Rombongan diterima oleh Ketua Unit Subak Unud, Prof. Dr. Ir. I Ketut Suamba, MP., dan Ketua Laboratorium Subak dan Rekayasa Agrowisata, Dr. I Made Sarjana, SP., M.Sc., di Gedung Agrokomplek Kampus Unud, Jalan Sudirman, Denpasar. Dr. Made Sarjana memaparkan profil Laboratorium Subak dan sistem subak di Bali. Ia menjelaskan bahwa Lab. Subak merupakan laboratorium sosial yang memfasilitasi mahasiswa untuk belajar langsung dari petani.
“Secara fisik tidak ada peralatan khusus, penelitian dan kajian dilakukan dengan turun langsung ke lapangan. Infrastruktur utamanya hanya berupa komputer dan perangkat lunak analisis kuantitatif maupun kualitatif,” jelasnya. Lab. Subak tidak menyebarkan teknologi tertentu kepada masyarakat, tetapi justru menggali data lapangan, menganalisis, mempublikasikan, dan mendiseminasikan hasil pembelajaran kepada petani sebagai bahan acuan untuk meningkatkan peran subak dalam pemberdayaan petani.
Sementara itu, Prof. Ketut Suamba memaparkan subak sebagai warisan budaya dunia dan dampaknya terhadap pelestarian lembaga ini. Ia menyampaikan bahwa subak dapat ditelaah secara multidimensional dan melibatkan banyak aktor. “Membahas subak bukan hanya soal budidaya padi, tetapi juga mencakup aspek budaya, sosial, lingkungan, distribusi air, ekonomi, dan pemanfaatannya sebagai daya tarik wisata,” ungkapnya.
Menurutnya, memahami subak membutuhkan proses dan waktu yang cukup panjang. Namun, pertemuan ini memberikan gambaran umum tentang subak yang semakin memperkaya pemahaman para peneliti dari berbagai sudut pandang. Ia mengaku bangga semakin banyak orang belajar tentang subak karena nilai-nilai kearifan lokalnya kian diapresiasi. Subak, lanjutnya, merupakan lembaga yang mengimplementasikan pembangunan berkelanjutan secara nyata, bukan hanya sekadar wacana.

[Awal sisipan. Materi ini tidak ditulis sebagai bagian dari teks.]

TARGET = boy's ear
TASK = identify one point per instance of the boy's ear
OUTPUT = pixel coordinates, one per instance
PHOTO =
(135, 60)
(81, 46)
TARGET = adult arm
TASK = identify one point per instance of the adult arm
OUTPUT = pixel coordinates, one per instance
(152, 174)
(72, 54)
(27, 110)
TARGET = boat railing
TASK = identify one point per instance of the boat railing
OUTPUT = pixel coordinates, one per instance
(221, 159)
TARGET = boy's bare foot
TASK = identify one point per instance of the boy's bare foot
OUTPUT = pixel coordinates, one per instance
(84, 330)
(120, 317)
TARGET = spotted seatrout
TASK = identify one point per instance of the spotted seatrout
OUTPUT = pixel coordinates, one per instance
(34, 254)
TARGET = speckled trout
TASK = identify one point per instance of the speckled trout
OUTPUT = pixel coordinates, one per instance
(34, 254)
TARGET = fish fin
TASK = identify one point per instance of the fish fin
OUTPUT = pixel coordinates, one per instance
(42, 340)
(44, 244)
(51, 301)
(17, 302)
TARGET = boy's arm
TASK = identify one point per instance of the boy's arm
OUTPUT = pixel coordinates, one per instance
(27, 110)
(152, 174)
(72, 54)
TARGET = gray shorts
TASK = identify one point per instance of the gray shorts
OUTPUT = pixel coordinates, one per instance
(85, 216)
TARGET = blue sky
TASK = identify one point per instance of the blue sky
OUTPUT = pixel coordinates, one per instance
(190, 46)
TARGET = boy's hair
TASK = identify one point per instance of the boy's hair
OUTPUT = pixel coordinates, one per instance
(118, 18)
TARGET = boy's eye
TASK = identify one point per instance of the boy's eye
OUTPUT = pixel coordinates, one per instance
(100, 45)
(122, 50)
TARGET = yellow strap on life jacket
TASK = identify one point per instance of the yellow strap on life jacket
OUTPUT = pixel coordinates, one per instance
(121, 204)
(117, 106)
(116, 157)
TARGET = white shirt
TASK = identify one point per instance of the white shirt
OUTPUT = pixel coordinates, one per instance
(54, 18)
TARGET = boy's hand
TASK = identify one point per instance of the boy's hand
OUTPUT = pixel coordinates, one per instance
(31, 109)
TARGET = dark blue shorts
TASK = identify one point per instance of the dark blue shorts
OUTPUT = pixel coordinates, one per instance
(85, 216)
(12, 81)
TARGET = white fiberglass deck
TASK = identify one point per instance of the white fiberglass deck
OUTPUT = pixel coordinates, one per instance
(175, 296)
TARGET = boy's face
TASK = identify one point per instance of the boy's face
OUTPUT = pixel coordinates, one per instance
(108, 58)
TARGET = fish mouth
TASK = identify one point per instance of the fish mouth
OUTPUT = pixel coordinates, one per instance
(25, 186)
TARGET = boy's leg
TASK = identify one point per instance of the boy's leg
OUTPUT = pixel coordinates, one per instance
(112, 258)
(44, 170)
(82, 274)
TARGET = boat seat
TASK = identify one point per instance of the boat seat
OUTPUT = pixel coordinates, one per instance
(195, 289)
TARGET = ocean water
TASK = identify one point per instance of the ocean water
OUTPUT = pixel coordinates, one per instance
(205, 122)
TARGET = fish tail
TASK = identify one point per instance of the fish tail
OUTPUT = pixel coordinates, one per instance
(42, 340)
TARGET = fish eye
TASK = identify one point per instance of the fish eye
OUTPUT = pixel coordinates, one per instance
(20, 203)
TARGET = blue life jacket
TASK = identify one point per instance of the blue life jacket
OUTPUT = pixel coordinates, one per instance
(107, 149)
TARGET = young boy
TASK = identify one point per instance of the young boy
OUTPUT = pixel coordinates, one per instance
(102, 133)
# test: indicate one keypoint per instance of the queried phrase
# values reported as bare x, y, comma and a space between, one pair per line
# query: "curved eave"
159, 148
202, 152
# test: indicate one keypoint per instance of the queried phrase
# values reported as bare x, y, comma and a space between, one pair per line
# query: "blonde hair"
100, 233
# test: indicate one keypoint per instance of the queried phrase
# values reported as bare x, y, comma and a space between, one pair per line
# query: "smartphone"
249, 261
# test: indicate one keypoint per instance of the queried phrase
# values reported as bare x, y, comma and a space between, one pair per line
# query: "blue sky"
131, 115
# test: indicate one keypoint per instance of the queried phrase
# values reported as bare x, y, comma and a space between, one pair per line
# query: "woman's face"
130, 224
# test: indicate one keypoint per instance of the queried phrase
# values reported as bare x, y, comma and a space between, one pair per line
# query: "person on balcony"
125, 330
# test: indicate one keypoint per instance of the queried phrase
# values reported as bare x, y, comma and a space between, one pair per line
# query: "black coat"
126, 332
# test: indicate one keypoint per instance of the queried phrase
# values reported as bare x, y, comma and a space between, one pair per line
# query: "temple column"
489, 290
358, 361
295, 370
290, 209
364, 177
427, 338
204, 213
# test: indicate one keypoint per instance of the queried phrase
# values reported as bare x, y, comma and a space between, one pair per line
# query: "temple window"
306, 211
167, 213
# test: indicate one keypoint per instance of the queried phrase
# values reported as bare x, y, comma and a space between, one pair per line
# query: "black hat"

Ia juga mencontohkan bagaimana subak menjadi wadah penyelesaian konflik melalui bangunan-bangunan simbolis seperti pura, balai pertemuan, dan bale timbang. “Bale timbang ini maknanya, sebelum warga subak mengambil keputusan, mereka harus mempertimbangkan segala hal. Secara simbolis, ini mencegah terjadinya konflik,” terang Prof. Suamba.
Pertemuan yang berlangsung sekitar tiga jam ini berjalan hangat dan penuh keakraban. Para akademisi UB banyak mengajukan pertanyaan mendasar untuk memahami subak secara menyeluruh. (ist)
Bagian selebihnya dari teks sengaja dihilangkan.